Depuis, Jean-Paul Baichoo ne décolère pas : «Ces gens auraient dû faire appel à la police. Ils n’auraient pas dû prendre la loi entre leurs mains. La loi n’est pas assez sévère à Maurice. C’est pour cette raison que des gens font ce qu’ils veulent.»

 

Les funérailles de Steward Gandoo ont eu lieu à la chapelle de St-Jean-Bosco, Floréal, hier. Sa mère Josiane et ses sœurs ont fait le déplacement pour l’occasion. Le 6 janvier, après quelques semaines de vacances à Maurice, sa mère venait de regagner l’Italie où elle vit depuis plus de 30 ans. C’est en larmes qu’elle est revenue pour rendre un dernier hommage poignant à son fils, entourée de ses autres proches, dont la compagne de son fils qui accouchera bientôt.

 


 

Cinq suspects arrêtés pour assassinat

 

La police n’a pas tardé à procéder à l’arrestation de cinq suspects après le décès de Steward Gandoo. Il s’agit de Joe Peermamode, un vigile de 48 ans, Rishi Dookhee, 36 ans, et Dilraj Sharma Sreeneebus, 25 ans, des habitants de Camp-Fouquereaux, Nitishsingh Ramgoolam, 35 ans, et Hoodesh Ramgoolam, 31 ans, deux habitants de Trèfles. Ils sont tous accusés provisoirement d’assassinat. La police a objecté à leur libération sous caution. Ils ont été reconduits en cellule policière jusqu’au jeudi 

 

26 janvier. Selon une source policière, Joe Peermamode a déjà avoué les faits.
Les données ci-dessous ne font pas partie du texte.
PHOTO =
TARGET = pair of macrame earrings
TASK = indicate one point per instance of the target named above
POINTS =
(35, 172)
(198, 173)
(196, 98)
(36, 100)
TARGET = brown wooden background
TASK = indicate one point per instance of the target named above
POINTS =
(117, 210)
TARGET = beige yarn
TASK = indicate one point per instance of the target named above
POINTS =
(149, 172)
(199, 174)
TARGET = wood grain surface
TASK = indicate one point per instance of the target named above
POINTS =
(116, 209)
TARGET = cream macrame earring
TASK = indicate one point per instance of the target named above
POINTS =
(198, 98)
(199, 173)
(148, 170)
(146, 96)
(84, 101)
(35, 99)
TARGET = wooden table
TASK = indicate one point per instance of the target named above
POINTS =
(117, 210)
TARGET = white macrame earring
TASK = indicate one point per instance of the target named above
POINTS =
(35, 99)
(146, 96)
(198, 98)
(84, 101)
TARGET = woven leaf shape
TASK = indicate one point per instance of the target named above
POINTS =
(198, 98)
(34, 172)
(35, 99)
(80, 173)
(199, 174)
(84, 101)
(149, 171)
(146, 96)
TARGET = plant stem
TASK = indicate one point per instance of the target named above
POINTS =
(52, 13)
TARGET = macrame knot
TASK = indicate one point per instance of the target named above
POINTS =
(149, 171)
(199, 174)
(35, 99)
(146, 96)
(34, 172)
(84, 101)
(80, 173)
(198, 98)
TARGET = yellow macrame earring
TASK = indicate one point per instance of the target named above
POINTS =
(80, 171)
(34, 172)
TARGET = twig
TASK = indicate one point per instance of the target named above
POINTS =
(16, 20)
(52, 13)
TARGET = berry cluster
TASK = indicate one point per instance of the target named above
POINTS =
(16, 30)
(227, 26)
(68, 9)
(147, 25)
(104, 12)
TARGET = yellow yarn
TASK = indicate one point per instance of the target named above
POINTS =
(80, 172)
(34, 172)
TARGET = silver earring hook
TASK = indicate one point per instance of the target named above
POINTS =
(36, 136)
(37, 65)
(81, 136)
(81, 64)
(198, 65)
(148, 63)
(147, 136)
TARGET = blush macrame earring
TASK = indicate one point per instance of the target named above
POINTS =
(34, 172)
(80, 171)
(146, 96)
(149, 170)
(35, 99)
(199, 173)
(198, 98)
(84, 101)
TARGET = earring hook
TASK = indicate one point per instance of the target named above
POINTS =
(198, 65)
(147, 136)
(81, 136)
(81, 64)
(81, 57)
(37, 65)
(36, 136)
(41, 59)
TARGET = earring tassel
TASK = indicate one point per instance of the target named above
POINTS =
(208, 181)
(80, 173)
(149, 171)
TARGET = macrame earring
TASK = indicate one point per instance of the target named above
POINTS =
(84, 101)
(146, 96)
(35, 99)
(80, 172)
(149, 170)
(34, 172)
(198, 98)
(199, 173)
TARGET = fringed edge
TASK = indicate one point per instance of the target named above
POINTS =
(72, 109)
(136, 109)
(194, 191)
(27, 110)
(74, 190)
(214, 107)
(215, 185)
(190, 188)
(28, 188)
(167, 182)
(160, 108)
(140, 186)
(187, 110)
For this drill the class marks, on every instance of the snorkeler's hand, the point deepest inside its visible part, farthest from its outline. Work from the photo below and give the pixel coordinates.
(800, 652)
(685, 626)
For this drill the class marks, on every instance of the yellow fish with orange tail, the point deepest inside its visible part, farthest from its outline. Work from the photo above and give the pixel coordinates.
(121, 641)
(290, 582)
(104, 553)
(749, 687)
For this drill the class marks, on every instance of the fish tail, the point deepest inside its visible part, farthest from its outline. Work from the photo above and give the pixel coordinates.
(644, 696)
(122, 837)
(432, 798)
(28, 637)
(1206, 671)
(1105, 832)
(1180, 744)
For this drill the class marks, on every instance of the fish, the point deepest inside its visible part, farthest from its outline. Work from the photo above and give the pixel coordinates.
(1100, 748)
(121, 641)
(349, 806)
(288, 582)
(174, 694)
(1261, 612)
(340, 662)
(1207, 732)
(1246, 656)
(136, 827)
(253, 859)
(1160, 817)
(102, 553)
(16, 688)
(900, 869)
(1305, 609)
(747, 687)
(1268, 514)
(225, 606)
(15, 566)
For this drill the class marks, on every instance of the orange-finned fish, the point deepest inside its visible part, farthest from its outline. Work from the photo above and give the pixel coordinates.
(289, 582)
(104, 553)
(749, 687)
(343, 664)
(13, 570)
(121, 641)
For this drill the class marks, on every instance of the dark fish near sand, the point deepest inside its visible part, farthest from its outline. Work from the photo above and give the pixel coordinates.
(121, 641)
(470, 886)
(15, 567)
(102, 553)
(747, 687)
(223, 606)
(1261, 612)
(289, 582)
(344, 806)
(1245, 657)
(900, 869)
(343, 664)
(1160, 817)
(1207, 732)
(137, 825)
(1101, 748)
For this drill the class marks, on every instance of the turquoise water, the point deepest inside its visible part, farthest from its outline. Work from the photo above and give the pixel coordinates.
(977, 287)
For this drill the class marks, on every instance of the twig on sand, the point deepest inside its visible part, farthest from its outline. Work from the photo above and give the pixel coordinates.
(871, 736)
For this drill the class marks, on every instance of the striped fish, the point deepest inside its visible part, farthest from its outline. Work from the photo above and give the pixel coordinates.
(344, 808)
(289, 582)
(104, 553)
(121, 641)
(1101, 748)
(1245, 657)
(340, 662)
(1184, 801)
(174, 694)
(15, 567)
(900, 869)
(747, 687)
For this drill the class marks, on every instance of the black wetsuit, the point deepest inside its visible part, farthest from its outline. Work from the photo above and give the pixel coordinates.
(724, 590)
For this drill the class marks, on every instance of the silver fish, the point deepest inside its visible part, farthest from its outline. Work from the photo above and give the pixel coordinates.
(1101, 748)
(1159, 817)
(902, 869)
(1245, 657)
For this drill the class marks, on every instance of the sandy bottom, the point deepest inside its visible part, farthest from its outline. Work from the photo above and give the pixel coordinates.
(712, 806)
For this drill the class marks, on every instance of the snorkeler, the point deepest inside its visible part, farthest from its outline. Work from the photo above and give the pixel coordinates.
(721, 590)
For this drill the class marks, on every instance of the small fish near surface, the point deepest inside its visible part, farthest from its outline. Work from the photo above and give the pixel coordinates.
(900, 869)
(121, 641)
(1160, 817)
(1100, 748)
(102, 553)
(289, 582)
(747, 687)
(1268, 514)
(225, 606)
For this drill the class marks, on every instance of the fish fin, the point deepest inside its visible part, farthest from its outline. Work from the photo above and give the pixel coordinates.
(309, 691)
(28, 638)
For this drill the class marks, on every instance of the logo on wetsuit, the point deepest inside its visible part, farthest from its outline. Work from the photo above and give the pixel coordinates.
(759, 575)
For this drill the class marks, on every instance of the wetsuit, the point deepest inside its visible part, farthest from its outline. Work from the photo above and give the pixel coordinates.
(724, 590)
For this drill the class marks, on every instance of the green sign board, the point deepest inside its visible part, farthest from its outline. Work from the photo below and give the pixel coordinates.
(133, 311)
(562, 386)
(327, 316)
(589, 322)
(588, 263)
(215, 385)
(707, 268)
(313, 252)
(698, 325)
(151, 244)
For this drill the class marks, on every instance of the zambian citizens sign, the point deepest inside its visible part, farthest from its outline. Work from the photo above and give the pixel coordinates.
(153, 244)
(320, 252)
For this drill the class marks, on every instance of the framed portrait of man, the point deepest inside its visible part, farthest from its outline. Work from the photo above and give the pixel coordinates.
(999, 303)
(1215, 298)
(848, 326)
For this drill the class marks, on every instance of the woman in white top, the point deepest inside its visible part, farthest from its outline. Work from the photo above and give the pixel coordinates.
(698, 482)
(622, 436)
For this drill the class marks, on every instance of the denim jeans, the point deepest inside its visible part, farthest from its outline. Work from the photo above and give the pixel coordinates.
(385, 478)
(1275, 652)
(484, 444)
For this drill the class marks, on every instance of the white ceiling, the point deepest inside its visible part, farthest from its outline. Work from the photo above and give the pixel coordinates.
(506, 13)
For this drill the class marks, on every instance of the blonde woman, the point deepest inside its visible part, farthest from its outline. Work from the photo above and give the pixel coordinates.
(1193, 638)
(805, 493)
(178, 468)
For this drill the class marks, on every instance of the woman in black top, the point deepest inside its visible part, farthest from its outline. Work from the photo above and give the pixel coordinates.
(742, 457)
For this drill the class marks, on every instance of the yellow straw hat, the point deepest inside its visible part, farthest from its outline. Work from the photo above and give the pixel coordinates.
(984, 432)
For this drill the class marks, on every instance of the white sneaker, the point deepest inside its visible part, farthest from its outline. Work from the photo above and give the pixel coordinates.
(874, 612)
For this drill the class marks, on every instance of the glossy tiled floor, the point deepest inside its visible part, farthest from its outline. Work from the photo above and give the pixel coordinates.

C’est d’ailleurs sur la base de ses aveux que la police a pu procéder à l’arrestation des autres suspects. Joe Peermamode explique que les trois arbres à letchis dans la cour en question ont été vendus à un particulier. C’est ce dernier qui l’a engagé comme vigile. Il a surpris Steward Gandoo en plein vol et a fait appel à son patron pour qu’on donne à celui-ci une correction qui s’est révélé fatale pour lui.